NEWS

Pa. holding out on plastic microbead legislation

DAVID WEISSMAN
YorkDispatch

Microbeads — tiny plastic microspheres — are cleaning your teeth and your face, but scientists say they might also be polluting the water supply.

Used in hundreds of products including face washes, toothpastes and cosmetics, microbeads are designed to be discarded down the drain, but wastewater treatment plants are not able to completely filter out the microplastic, with an estimated 8 trillion microbeads emitted into U.S. aquatic habitats per day, according to a recently published study in the Environmental Science and Technology Journal.

Harry Campbell, executive director of the Chesapeake Bay Foundation's Pennsylvania office, said scientists don't yet know the full extent of the microbead issue, but the microplastic materials are prevalent at a growing rate in most national bodies of water, including the Chesapeake Bay.

"The simplest solution is to start at the source, which are consumer and personal care products," Campbell said.

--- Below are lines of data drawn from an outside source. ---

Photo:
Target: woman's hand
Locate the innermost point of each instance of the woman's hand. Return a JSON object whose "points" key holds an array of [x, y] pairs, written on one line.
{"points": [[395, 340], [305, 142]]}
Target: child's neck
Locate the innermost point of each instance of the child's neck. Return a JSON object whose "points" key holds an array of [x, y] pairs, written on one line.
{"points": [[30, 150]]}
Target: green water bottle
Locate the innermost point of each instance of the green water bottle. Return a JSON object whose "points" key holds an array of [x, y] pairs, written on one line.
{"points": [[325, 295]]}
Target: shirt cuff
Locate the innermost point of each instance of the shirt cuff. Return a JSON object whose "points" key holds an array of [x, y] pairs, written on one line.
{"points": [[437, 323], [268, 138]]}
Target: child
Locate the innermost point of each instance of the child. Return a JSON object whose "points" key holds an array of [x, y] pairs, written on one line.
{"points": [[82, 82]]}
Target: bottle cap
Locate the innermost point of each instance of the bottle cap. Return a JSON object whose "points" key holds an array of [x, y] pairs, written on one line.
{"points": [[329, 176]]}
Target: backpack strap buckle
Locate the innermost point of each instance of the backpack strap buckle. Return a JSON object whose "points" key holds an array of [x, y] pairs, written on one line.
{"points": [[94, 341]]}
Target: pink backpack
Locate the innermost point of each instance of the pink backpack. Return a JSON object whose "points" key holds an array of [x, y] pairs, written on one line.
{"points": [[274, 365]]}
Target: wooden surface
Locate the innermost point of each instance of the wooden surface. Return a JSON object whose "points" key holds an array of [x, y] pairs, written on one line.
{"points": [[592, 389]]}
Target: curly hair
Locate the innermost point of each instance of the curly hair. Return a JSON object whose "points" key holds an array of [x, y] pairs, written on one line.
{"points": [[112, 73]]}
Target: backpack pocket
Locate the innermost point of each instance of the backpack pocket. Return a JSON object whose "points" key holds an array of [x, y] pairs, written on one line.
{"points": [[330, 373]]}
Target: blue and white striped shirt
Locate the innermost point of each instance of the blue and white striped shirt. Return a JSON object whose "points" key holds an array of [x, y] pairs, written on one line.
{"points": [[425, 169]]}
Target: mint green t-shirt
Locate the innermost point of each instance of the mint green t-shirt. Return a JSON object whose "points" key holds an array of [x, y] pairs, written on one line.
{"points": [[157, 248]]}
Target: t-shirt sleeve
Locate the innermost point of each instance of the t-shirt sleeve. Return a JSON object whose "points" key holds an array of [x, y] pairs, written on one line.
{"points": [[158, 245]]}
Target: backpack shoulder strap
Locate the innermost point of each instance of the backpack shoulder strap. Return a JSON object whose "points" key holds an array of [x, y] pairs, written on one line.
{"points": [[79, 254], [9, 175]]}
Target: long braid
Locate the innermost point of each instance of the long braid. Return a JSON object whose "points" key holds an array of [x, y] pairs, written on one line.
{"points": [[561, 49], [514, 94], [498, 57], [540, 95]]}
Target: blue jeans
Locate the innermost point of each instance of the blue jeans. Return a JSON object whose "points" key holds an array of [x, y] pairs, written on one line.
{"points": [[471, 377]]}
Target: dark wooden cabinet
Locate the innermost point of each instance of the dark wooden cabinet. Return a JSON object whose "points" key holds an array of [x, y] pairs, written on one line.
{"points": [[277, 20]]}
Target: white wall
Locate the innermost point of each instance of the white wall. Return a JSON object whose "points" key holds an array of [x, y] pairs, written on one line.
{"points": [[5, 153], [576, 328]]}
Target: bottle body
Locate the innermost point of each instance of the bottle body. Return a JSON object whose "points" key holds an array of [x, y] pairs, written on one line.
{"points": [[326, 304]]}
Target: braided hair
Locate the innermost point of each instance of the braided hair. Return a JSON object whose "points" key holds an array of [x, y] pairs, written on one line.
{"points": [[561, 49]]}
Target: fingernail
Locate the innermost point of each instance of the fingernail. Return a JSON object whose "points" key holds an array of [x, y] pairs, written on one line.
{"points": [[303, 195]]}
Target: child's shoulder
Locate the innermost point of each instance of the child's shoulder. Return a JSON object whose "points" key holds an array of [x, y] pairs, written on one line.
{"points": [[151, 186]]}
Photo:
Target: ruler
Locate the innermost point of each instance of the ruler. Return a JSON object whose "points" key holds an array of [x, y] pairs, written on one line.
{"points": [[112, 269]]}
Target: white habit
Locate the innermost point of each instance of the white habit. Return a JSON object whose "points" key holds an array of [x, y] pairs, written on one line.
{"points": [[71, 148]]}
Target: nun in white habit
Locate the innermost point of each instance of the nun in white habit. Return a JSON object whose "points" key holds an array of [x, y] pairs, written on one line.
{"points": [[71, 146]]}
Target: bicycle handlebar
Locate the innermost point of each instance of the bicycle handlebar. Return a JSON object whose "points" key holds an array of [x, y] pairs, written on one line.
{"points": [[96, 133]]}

Several states have already moved toward eliminating microbeads, as Illinois, Colorado, Connecticut, New Jersey, Maine, Maryland, and Wisconsin have all passed legislation to regulate or ban the microplastic.

Rep. Keith Gillespie, R-Hellam Township, chairman of the House Game and Fisheries Committee and member of the Chesapeake Bay Commission, acknowledged that microbeads are a big issue but said no legislation had been proposed yet to ban or regulate them. He plans on holding a hearing regarding the issue once the state budget is settled, he said.

"We need to get more education on (microbeads)," Gillespie said. "We need to see if there's a way to remediate it before going to an all-out ban."

Federal level: Legislation has also been proposed on a federal level, but Campbell said there's often too many challenges in passing federal laws.

"States certainly have the authority here," he said. "At a certain point, if enough states ban (microbeads), it creates a critical mass. Companies aren't going to create a specialty product for, say, Ohio (if they're the only one not banning it)."

In fact, numerous companies including L'Oreal, Colgate and Johnson & Johnson have already pledged to stop using microbeads in their "rinse-off personal care products," according to AP reports, with natural substances such as ground-up fruit pits, oatmeal and sea salt available as replacements.

The Environmental Science and Technology study warns that these agreements and legislation aren't enough to remove microbeads from aquatic environments.

Campbell said any piece of legislation is only as good as its coverage.

"If we're truly interested in addressing this growing ecological problem, the wording must cover all the bases," he said.

The Associated Press contributed to this report.